Жильберт слышал чудесные рассказы о константинопольских садах и огорчился при мысли, что находится так близко от них и в то же время не может туда попасть. Он попробовал оторвать цепь от носа лодки, но не успев в этом, попытался сломать замок; однако железо было очень крепко, а замок оказался прочен. Впрочем, цепь была слишком коротка, чтобы дать возможность челноку доплыть до конца стены, если бы его спустить. Мысль взглянуть на сад сделалась неотступной, как только он открыл серьёзные затруднения и убедился, что лодка не может ему служить помощью. Он готов был рискнуть жизнью и целостью членов своего тела, лишь бы осуществить свою фантазию. Однако несколько минут размышления заставили его понять, что это предприятие представляет большую опасность, так как охрана сада была строгая.
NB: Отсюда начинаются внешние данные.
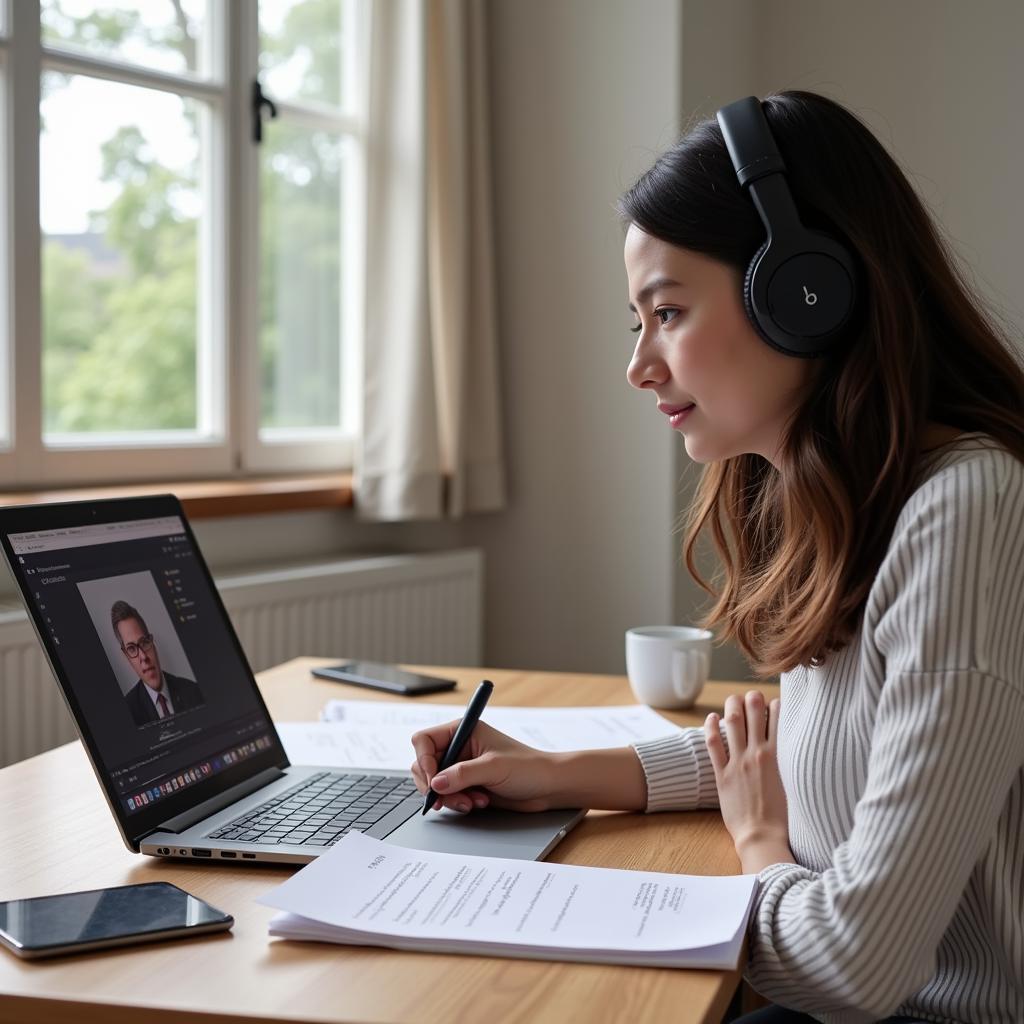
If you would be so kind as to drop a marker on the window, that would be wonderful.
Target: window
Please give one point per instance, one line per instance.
(186, 298)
Фундамент, на котором сложена была стена, был на несколько пальцев выше уровня воды и достаточно широк, чтобы служить Жильберту опорой, если бы он мог только держаться, стоя около стены, с помощью одного из весел. Жильберт попробовал пройти с предосторожностью, ставя одну ногу за другой и упираясь веслом в противоположную стену. Он ни на минуту не задумался, что тайное вторжение в сад императора рассматривается, как преступление. В несколько минут он достиг края стены и вступил на землю по другую сторону стены.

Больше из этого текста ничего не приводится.